Tuesday, October 12, 2004

I woke up late today and missed my Japanese class. Morning classes just aren't my thing. If there is a class before 10:00 on my schedule, chances are it will be the one I miss the most. I don't know what it is with me and not being able to wake up early, but I just can't. It's a miracle that I haven't missed more of my Japanese class, really.

Some might attribute this to my crazy sleeping schedule, the one where I stay up until two, sometimes three, doing homework or watching television. Then trying to wake up early on only five to six hours of sleep. Some might attribute it to the mass amounts of caffeine I drink during the day, especially since I practically proclaimed I was a caffeine God last year, but in actuality, those mass amounts have been limited to a weekly Venti or Grande Toffee Nut Latte from Starbucks on Tuesday's. It usually runs dead around 3:40 during my Energy for society class where I have to either find a way to make a jokes out of the lecture or buy a coke to stay awake through it. However, given that I don't consume caffeine everyday, I find this explanation to be somewhat misleading. I think the real reason I can't get up early is centered around something else.

Don't get me wrong, I love Japanese. If I didn't, I would've dropped the class a long time ago. However, the class itself isn't the problem. As I mentioned before, it's the professor. I respect him, and I enjoy the class with him, but because the way things are set up in his class I don't feel like there's a real need to be there unless it's a test or quiz day (which happen every Thursday). Without a real sense of purpose, my mind tells my body "Yo! It's ok to get the extra sleep, you aren't missing that much." Even though I might very well be missing a big chunk of something that might appear on the test/quiz. As such, I haven't missed a single Thursday, but I have missed a Monday and a Tuesday (not during the same week).
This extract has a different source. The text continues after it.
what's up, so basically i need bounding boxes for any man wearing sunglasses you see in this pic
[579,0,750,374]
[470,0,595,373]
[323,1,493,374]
The odd thing is that I never missed a day of work this summer no matter how late I went to bed. One night I went to bed around 4:30 and still woke up at 6:30 to take a shower. I was exhausted, granted, but I still went to work with a cup of joe in hand and without any real worries. I would always survive these sleep deprived days, and I wasn't always saturated in all things caffeinated.

The difference?

A sense of purpose. I felt like I needed to be at work every day by that time or else there would serious repercussions for my actions. With classes here at college I know my grade will be hurt slightly, but nothing else is really affected. I think that's why I miss some classes. I somehow attach purpose and value to a class. I value all my classes highly, as I love to learn and grow. Purpose, however, varies greatly between classes because not all of them have a purpose OR I don't sense their dire purpose. The latter being a very bad mind set to have.

Having said that, I think I need to find some good things in the class that allow me to attach a higher purpose to it. Once I can do that, I'll probably be able to get out of bed and go to class without too many problems.

Of course, good sleep is always something I should maintain...even though the college atmosphere sometimes doesn't permit it as easily.